Les négociations sur le fond échouèrent bien vite—chaque partie présentant des pièces pour défendre son supposé droit de propriété sur le Doklam, que la partie d’en face récusait illico. Par contre, il ne fallut que quelques semaines pour aboutir à cet accord, par lequel la Chine retirait ses bulldozers, ne construisait plus la route, et l’Inde retirait ses hommes.
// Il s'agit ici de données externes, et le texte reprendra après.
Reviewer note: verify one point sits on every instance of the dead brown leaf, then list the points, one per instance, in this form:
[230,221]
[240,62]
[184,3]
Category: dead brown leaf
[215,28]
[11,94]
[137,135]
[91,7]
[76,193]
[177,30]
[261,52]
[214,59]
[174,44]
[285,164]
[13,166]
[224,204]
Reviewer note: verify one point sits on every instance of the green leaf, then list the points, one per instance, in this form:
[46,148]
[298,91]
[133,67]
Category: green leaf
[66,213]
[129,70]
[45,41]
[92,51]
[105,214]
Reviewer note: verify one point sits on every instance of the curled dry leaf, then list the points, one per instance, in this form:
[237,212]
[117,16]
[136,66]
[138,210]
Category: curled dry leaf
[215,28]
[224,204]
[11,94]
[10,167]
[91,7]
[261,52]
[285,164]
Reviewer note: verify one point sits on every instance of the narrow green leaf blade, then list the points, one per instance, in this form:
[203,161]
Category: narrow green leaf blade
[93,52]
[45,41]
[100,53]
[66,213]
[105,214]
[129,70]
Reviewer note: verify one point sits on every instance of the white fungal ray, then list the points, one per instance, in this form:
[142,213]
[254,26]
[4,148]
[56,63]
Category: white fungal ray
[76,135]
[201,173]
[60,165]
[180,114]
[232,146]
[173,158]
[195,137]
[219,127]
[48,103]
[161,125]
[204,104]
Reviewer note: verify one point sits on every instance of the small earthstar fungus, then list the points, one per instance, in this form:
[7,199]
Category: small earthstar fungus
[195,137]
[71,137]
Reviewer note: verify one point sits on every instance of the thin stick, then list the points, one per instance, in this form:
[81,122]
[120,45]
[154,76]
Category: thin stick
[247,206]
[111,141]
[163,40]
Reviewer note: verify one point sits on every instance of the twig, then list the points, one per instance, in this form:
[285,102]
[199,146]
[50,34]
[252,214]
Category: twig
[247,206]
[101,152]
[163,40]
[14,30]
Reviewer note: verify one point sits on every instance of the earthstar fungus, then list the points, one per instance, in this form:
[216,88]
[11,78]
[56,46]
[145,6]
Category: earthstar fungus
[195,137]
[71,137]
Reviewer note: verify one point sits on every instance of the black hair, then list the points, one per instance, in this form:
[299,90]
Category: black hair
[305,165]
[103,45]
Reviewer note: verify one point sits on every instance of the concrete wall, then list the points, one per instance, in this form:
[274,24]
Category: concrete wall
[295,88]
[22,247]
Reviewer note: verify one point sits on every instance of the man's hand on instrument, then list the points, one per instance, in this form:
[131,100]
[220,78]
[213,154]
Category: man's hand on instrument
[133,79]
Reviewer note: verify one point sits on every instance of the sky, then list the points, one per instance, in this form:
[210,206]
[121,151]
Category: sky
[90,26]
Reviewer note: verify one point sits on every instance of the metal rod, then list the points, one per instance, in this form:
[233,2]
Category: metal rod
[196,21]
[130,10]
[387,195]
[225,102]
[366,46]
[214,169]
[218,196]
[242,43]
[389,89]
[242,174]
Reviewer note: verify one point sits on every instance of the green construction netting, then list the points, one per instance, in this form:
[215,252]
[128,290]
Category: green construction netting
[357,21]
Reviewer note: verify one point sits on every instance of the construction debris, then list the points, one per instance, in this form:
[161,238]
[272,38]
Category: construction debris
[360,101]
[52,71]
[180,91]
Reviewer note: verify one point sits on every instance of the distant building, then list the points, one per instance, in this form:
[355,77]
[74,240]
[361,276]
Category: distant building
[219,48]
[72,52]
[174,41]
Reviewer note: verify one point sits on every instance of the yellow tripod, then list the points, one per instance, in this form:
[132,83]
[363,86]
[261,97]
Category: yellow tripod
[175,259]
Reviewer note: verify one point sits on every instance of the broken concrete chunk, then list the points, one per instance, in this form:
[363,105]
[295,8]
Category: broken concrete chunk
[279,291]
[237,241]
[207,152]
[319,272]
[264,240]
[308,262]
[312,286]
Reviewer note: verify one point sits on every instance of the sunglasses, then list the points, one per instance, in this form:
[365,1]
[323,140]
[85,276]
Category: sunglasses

Tout en donnant une apparence de victoire aux Chinois, indispensable au Président Xi Jinping à quelques semaines du crucial XIX. Congrès du Parti d’octobre, qui va sans doute écarter tous ses vieux adversaires et l’installer pour au moins 5 ans dans un pouvoir inégalé.
Bilan : à peine l’accord sur le Doklam entériné, le chef de gouvernement indien annonçait sa participation au sommet BRICS prévu à Xiamen (Chine) du 3 au 5 septembre – il était temps ! L’accord porte d’ailleurs sur au moins une autre zone de conflit potentiel : les pays s’engagent à retirer « incessamment » des troupes entre Yatung et Phari Zong, frontière entre Tibet et la province indienne de l’Arunachal, que Pékin revendique.
C’est donc peut-être le premier pas vers un grand règlement frontalier sino-indien, et le début d’une nouvelle ère dans les relations. En tout état de cause, cette crise révèle des contradictions profondes du régime chinois, déchiré entre deux pouvoirs – ses politiciens, et ses militaires –, et deux rêves : celui de se projeter pacifiquement sur les pays voisins, et celui de grignoter leur territoire, chaque fois que possible.